1987’de Mardin’in Ömerli İlçesi Pınarcık Köyü’nde 16’sı çocuk, altısı kadın 30 sivil köylünün öldürüldüğü saldırı en büyüğü olmak üzere o yıl birkaç ay içinde Mardin, Siirt, Hakkâri’de peş peşe yaşanan köy baskınlarında yüzlerce sivili öldürenin JİTEM olduğunu sananlar geçen aylarda Murat Karayılan’ın Bir Savaşın Anatomisi kitabındaki itirafla hayalkırıklığını uğramış olabilirler. Örgüt içinde zaman zaman bu silahlı mücadele stratejisinin terk edilmesini savunan isimler de örgütün en kıdemli yöneticilerden Mehmet Şener’e yapıldığı gibi öldürüldü. 2004’te yeniden savaş kararına karşı çıkan Osman Öcalan, Nizamettin Taş gibi üst düzey komutanlar yüzlerce militanla birilikte örgütü terk bile ettiler.
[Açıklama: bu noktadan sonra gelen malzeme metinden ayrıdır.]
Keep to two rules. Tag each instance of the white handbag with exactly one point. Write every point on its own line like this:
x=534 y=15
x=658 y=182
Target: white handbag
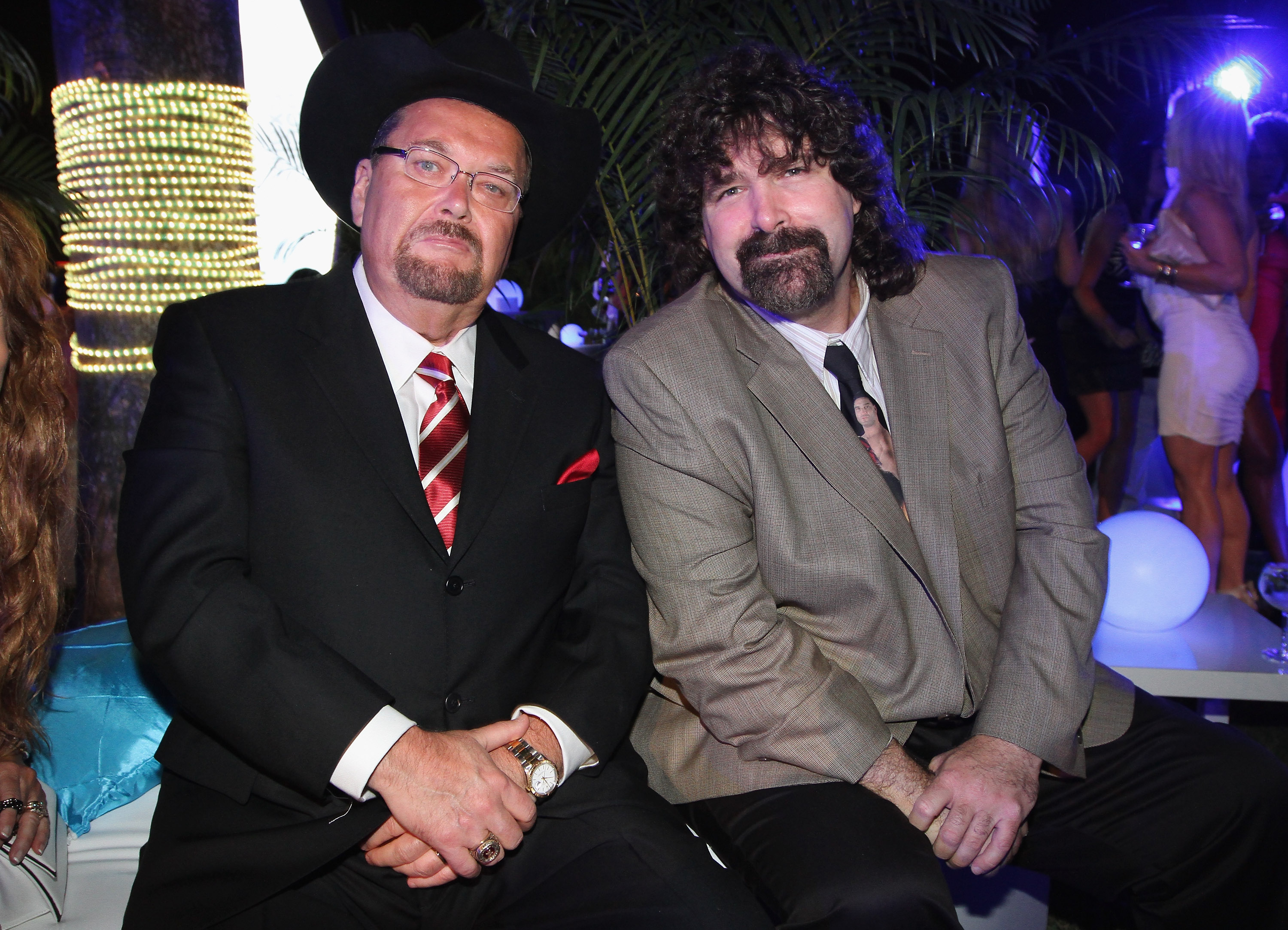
x=38 y=888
1998 ateşkesinden itibaren örgütü silahsızlandırmak için girişimlerde bulunan Öcalan da İmralı’ya düştükten sonra bu çabalarında silahlı örgütlerde her zaman güçlü olan radikal kanatlara sözünü dinletemedi.
PKK’nın silahlı mücadelesini, 90’lar boyunca devletin şimdi hepsi mahkemelik olan rutin ve ahlak dışı politikaları meşrulaştırdı. Bir Kürtçe televizyon açmayı bile başaramayan Ankara PKK’nın asker alma şubesi gibi çalıştı.
Ama tüm bu yıllar boyunca PKK’nın silahı Kürtlerin hiçbir işine de yaramadı. Kürtleri silahıyla koruduğunu söyleyen PKK, ne tek bir faili meçhul cinayeti durdurabildi ne de köy yakmalarını engelledi. Tam tersine PKK adam öldürmeyi sürdürdükçe OHAL normal hâl haline geldi, Özel Harekâtçıların bıyıkları uzadı. Kürt mücadelesi dünyadaki meşruiyetini kaybetti. PKK, Segelone Royal’ın Leyla Zana’nın avukatlığını yaptığı günlerden, tüm dünyanın terör listesinde olan, liderlerinin Esad için savaşmaktan bahsettiği Ortadoğu’da soğuk savaştan kalma bir tedhiş örgütüne döndü.

Bu yıllar boyunca ODTÜ’lü bir öğrenci olarak Kürt meselesinde önce aklını karıştırmayı başardığım, açılımdan sonra da “Kürtlerin sorunları var bunlar çözülmeli” konusunda ikna ettiğim hatta son zamanlarda “İnsanlar ölmeyecekse Öcalan’la görüşülsün” noktasına getirdiğim annem aradı dün... Artık ona söyleyecek hiçbir şeyim kalmamıştı.